The reporter concentrated on nano and micro businesses which make up 96.9 percent (38.413 million) of the 39.654 million MSMEs in Nigeria. In line with the survey, those interviewed by the reporter were businesses in trade, agriculture and minor services. The majority of them were in the informal (untaxed and unregulated) sector.
According to the SMEDAN/NBS report, there are 1.297 million micro/nano enterprises in Anambra State and 764, 844 in Abia State.
Enugu State is estimated to have 1.154 million micro/nano enterprises, while Ebonyi has 561,287 businesses in the category. Also, Imo State has 1.231 million micro/nano businesses.
Soludo reacts
Anambra State governor, Prof Chukwuma Soludo, said that nobody had any reason to stay at home every Monday. Speaking through his Chief Press Secretary, Mr Christian Aburime, Soludo said the Anambra State government would not succumb to the antics of non-state actors.
“Those who are declaring sit-at-home do not have the powers to do so. It is the government that is constitutionally recognised to do that.
Moreover, IPOB, who started this whole thing, has distanced itself from it.
“The people have come out publicly to declare that they are not the ones ordering sit-at-home any more. And what that means is that those who are declaring sit-at-home now are mere criminals who are looking for ways to cause chaos and disharmony.”
Market leaders lament losses
President, Leather Product Manufacturers Association (LEPMAS), which covers Ariaria and shoemakers in Aba, Mazi Okechukwu Williams, said it was important to dialogue with agitators.
“The situation is affecting us in terms of revenue and productivity. The solution is for the Federal Government to dialogue with agitators. Also, there is a need to release Nnamdi Kanu, as the court has ordered,” he suggested.

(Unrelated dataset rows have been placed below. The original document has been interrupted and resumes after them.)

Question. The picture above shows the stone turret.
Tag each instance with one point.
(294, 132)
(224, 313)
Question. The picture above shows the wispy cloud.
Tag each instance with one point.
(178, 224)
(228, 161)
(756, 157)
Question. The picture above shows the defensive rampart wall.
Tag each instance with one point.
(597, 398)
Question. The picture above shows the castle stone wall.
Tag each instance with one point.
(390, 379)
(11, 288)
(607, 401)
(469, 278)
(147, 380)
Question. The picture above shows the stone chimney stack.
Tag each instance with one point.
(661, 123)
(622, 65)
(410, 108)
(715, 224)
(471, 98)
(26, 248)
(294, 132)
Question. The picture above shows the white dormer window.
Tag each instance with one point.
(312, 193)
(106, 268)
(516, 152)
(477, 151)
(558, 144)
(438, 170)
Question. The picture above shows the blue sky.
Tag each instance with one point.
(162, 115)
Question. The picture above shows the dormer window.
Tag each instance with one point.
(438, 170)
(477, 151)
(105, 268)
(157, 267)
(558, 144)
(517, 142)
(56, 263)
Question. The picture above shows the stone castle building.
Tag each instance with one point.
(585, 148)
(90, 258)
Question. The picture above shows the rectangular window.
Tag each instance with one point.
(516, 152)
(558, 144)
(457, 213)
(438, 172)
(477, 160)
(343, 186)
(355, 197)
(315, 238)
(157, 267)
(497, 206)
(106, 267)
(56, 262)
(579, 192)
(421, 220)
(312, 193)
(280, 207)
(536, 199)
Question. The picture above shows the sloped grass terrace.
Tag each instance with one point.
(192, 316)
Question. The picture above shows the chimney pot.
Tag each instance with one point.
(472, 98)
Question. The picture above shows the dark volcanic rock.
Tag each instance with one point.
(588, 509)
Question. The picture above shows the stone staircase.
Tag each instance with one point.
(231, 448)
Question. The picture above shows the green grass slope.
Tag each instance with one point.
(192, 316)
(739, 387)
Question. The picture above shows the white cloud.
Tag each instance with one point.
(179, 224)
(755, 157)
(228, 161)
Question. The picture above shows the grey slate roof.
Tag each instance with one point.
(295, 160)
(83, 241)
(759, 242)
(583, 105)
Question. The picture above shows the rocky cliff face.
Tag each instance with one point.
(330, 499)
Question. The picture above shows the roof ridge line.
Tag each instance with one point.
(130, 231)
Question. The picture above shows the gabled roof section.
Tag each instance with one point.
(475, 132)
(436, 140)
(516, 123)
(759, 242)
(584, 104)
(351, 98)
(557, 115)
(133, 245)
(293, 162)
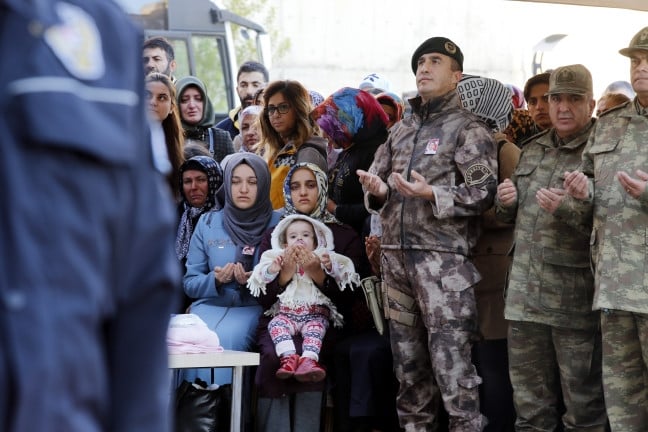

President of Amalgamated Markets and Traders Association in Imo State, Chief Ezeanoche Emmanuel, pleaded with the perpetrators to call off the sit–at-home exercise.
“This is because the order has brought economic activities in the entire South-East to their knees. So we can only plead with them to end it,” he said.
Police dismiss exercise
Anambra State police spokesman, DSP Tochukwu Ikenga, said he did not have information that there were sit-at- home exercises on Mondays in the state.
“I don’t have such information. I go to work every day,” he replied, when asked why the police had failed to quash the sit-at-home
order.
Ebonyi State police spokesperson, SP Chris Anyanwu, said there was no sit-at- home exercise in the state.
“There has never been any sit-at-home observed here. There is no sit-at-home now, except at the earlier period. We have been maintaining it. We do our routine show of force to make the assurance double sure in case there is any attack.”